Mais il y a tant de choses que je voudrais oublier et qui ne devraient jamais l’être. Sara… je n’oublierai jamais Sara…
Ah oui, tu crois ? Jamais… Le mot avait des tas de significations nouvelles, comme tout le reste quand on le regardait avec des yeux nouveaux. Des yeux qui seraient toujours neufs, jeunes, qui se transformeraient chaque matin au réveil comme ceux d’un gosse qui sait qu’il a toute sa vie devant lui, pour toujours, à quoi ressemblerai-je dans un millier d’années ?
Mille ans tout seul…
Non, c’est une façon périmée d’envisager les choses. Un jour ils découvriront le moyen de donner l’immortalité à tout le monde sans avoir besoin de ne tuer personne. Maintenant que le public est au courant et que la loi d’Hibernation publique est sûre de passer quel que soit le nouveau président… ce n’est plus qu’une question de temps pour que tout le monde se retrouve où je suis, et en attendant je peux rester seul, j’ai tout le temps qu’il faut.
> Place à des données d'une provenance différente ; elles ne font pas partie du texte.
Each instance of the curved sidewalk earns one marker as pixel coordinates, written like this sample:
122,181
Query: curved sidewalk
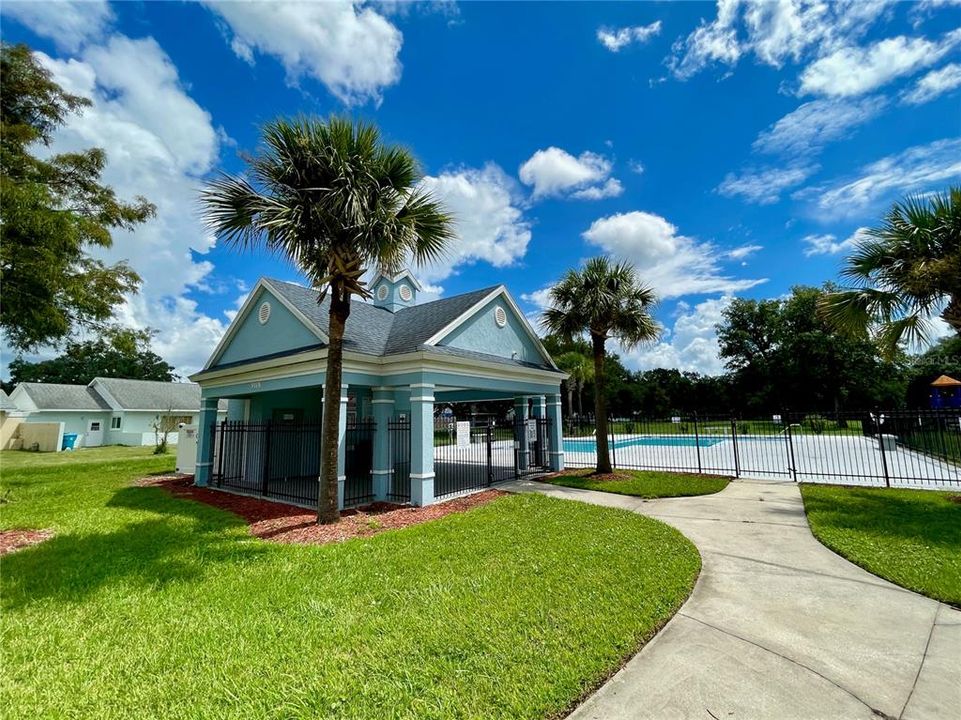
778,626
En attendant…
En attendant, je suis en plein dans la politique jusqu’aux élections – il fallait bien contenter Morris pour sauvegarder l’émission. Et puis c’est assez marrant après tout, avoue-le.
Quarante-sept candidats à la présidence se démenant dans tous les sens comme autant de poulets décapités, jurant que tout ça va changer, qu’ils apportent la solution dont le pays a besoin. Et qui sait, je peux même gagner – et c’est là que ces bons vieux É.-U. d’A. recevront leur plus beau coup de pied au cul. Mais pas à la manière qu’imaginent Luke et ses copains…
La tête que fera Luke, pensa-t-il. Un coup à le faire pisser dans son froc ! « La Justice Sociale »… Je voudrais gagner rien que pour que cet enculé de Morris puisse voir ce que c’est que la Justice Sociale selon Jack Barron. Une fois qu’on aura fait entrer un Noir à la Maison-Blanche, même par la petite porte, plus rien ne sera pareil.
La politique ! Les politiciens ! Ces cons n’ont pas le moindre sens de l’humour. Ils croient qu’ils ont trouvé une figure de proue pour gagner à leur place, un pantin qu’ils pourront baiser en coulisse après les élections.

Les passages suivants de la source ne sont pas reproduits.